Nasz region należy jednak do najsłabiej zaludnionych. Jeżeli zatem sprawdzimy, ilu dłużników przypada na 1000 pełnoletnich mieszkańców, to okazuje się, że najwięcej przypada ich w warmińsko-mazurskim, a potem lubuskim i na Pomorzu. Stosunkowo najlepiej wygląda sytuacja pod tym względem na Podkarpaciu i w Małopolsce.

W raporcie zwrócono też uwagę na to, że niesolidni rodzice nie sprawdzają się również pod innymi względami. Zainteresowanie dziećmi przejawia jedynie co dziesiąty rodzic, który notorycznie unika płacenia alimentów. Tylu m.in. deklaruje zaangażowanie w opiekę w zamian za nieuregulowane alimenty, ale od zapowiedzi do czynów przechodzi jeszcze mniej.
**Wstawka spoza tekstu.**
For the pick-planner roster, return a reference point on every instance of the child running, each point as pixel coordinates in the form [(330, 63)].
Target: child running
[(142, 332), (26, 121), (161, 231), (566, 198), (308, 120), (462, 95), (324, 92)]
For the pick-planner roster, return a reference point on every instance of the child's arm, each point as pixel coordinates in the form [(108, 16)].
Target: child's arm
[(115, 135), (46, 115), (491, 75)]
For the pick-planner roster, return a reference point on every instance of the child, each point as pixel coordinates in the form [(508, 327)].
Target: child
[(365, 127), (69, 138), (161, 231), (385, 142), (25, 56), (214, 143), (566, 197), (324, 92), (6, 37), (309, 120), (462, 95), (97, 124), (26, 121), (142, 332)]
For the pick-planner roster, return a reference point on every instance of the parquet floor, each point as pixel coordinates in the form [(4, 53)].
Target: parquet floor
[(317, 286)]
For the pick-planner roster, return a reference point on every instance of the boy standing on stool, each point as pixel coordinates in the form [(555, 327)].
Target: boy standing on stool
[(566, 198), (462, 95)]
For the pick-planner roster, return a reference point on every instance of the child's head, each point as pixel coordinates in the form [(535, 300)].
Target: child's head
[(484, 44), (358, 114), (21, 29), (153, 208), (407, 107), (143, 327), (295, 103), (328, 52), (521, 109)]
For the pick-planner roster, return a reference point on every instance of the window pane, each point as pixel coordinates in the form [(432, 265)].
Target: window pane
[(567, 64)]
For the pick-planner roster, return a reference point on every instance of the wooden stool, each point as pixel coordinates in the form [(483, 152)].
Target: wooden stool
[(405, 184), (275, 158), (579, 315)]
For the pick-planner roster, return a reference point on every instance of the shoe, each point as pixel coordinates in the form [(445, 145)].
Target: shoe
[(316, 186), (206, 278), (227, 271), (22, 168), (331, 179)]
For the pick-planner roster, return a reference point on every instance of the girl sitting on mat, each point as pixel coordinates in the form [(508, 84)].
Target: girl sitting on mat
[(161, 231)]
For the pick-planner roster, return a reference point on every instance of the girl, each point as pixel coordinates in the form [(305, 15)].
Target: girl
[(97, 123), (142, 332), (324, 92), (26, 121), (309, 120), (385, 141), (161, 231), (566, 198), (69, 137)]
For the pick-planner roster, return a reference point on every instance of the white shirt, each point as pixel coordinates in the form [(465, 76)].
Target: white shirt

Dłużnicy alimentacyjni rzadko też dają swoim dzieciom i nie są szczególnie skłonni do kontaktu ze swoim potomstwem. Zainteresowanie dziećmi przejawia jedynie co dziesiąty rodzic, który notorycznie unika płacenia alimentów. Tylu m.in. deklaruje zaangażowanie w opiekę w zamian za nieuregulowane alimenty, ale od zapowiedzi do czynów przechodzi jeszcze mniej. Tak wynika z badania zrealizowanego w social mediach przez BIG InfoMonitor we współpracy ze Stowarzyszeniem Dla Naszych Dzieci.

O prezentach dla dzieci dłużnicy alimentacyjni przypominają sobie głównie w Święta Bożego Narodzenia, na Dzień Dziecka i w urodziny. Ostatecznie na zakup prezentu zdobywa się niewielu (ok. 7 proc.), co oznacza, że w najlepszym przypadku jedynie co dziesiąte dziecko dostanie coś na Gwiazdkę od rodzica, który nie partycypuje w kosztach jego wychowania. To zdecydowanie za mało, aby niealimentowane dzieci poczuły prawdziwą magię świąt.

Biorąc pod uwagę szacunki, że bez finansowej pomocy jednego z rodziców wychowywane jest w Polsce ok. 1 mln dzieci, ok. 900 tys. z nich nie zobaczy pod choinką podarku od ojca lub matki, których zabraknie też przy wigilijnym stole.